Published: March 12, 2019
CAPE NEDDICK, MAINE — The great Anthony J. Anni, better known as Tony or “Cookie” — husband, father, uncle, grandfather, godfather, friend, artist, athlete, coach, veteran and business owner — peacefully passed away in his Cape Neddick home surrounded by his family on March 2, 2019. In the trade, he was known as the co-founder of Cranberry Hill Antiques & Custom Lighting, alongside his wife, Dottie.
Tony, son of Dominick and Joanna Anni, brother to Linda Anni, was born August 26, 1940, in Port Chester, N.Y., where he attended public schools, created award-winning art and played for the Port Chester Aggies.
From 1961 to 1963, Tony honorably served in the US Army’s 4th Psychological Operations Unit (Airborne) at Fort Bragg, N.C. The majority of his time was served working under General William Yarborough with Sargent John Holmes, creating what is now called the US Army Airborne & Special Operations Museum. There, he painted a portrait of General William Darby, sculpted statues of soldiers in combat and designed special museum exhibits.
He was a star hitting catcher at Port Chester high school (1954–58) and went on to anchor the SUNY-Farmingdale baseball team (1958–60) that would compete in a JUCO World Series. He was later offered a contract with the Class A Winston Salem Warthogs. Instead, he married his only love, Dorothy, in 1963. His athletic talent carried on through his never-ending devotion to the New York Yankees and his passion for golf.

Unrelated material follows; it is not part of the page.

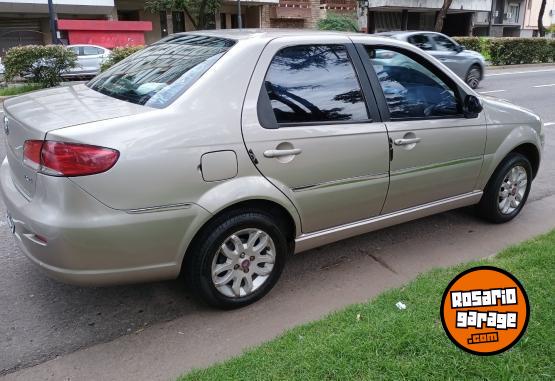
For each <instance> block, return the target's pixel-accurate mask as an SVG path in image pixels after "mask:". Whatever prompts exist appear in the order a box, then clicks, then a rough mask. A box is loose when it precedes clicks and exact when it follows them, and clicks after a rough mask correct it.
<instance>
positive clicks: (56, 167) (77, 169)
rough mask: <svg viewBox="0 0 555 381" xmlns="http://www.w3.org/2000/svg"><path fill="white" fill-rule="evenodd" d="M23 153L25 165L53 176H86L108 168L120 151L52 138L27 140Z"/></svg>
mask: <svg viewBox="0 0 555 381" xmlns="http://www.w3.org/2000/svg"><path fill="white" fill-rule="evenodd" d="M23 153H24V158H23V161H24V163H25V164H26V165H28V166H30V167H32V168H35V169H37V170H38V171H39V172H41V173H44V174H47V175H52V176H87V175H94V174H97V173H102V172H106V171H107V170H109V169H110V168H112V167H113V166H114V164H116V162H117V161H118V158H119V152H118V151H116V150H113V149H110V148H104V147H97V146H91V145H87V144H75V143H65V142H55V141H51V140H46V141H42V140H27V141H25V145H24V146H23Z"/></svg>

While studying at both the School of Visual Arts and Pratt Institute, he became a New York City art director. Afterward, once residing in Maine, he continued his profession, designing high-end packaging for international food companies. Tony specialized in packaging gourmet coffees, teas and cheeses. He also worked for the International Marketing Council.
In 1970, he and Dottie co-founded Cranberry Hill Antiques & Custom Lighting. Undying love for their business and their community grew into the thriving institution that remains 50 years later. Tony’s kind disposition, enthusiasm and unmatched creativity drew in a loyal following of locals, musicians, architects, interior designers, celebrities and politicians.
Awarded and recognized throughout his life as a fine artist, Tony published works with the National Cancer Society, Reader’s Digest and the National Portrait Gallery. Among his many talents, Tony would carve gifts for friends and family from wood and etch ostrich and emu eggs in the traditional scrimshaw style. His creative talents were endless.
Tony was a fiery, pointed, local advocate for the preservation of Cape Neddick and its historic artifacts. Residents throughout York knew that they could bring anything from the town’s past, entrusting him to cherish and preserve it. He was a periodic editorial contributor to the York Weekly, with subjects on conservation and protecting the rights of longtime York natives. Some of his letters are still recalled by friends to this day.
Tony and Dottie were always generous and gracious hosts to all who visited their home and business. It wasn’t uncommon for friends and strangers alike to get a meal, stay the night, or join their family for holidays. This and the lighting of their large pine tree every Thanksgiving is in thanks to the residents of Cape Neddick for welcoming their family. Tony adopted this tradition, and it will continue in his honor.
He spent the majority of his exceptional life in Cape Neddick with his wife of 55 years, Dorothy Anni (née Licata), and daughters Eileen Berezni (Mark) and Amy Powell (David) and son Tony Jr (Megan Callan). His joy, love and support for family continued with the birth of his three grandchildren, Anastasia Berezni, Isabella Berezni and Jackson Powell.
Lucas & Eaton Funeral Home in York, Maine, handled funeral arrangements. Family and friends gathered in celebration of Tony’s life on March 9 at St Christopher’s Church in York. In lieu of flowers, a donation to the York Land Trust would continue Tony’s passion to preserve York.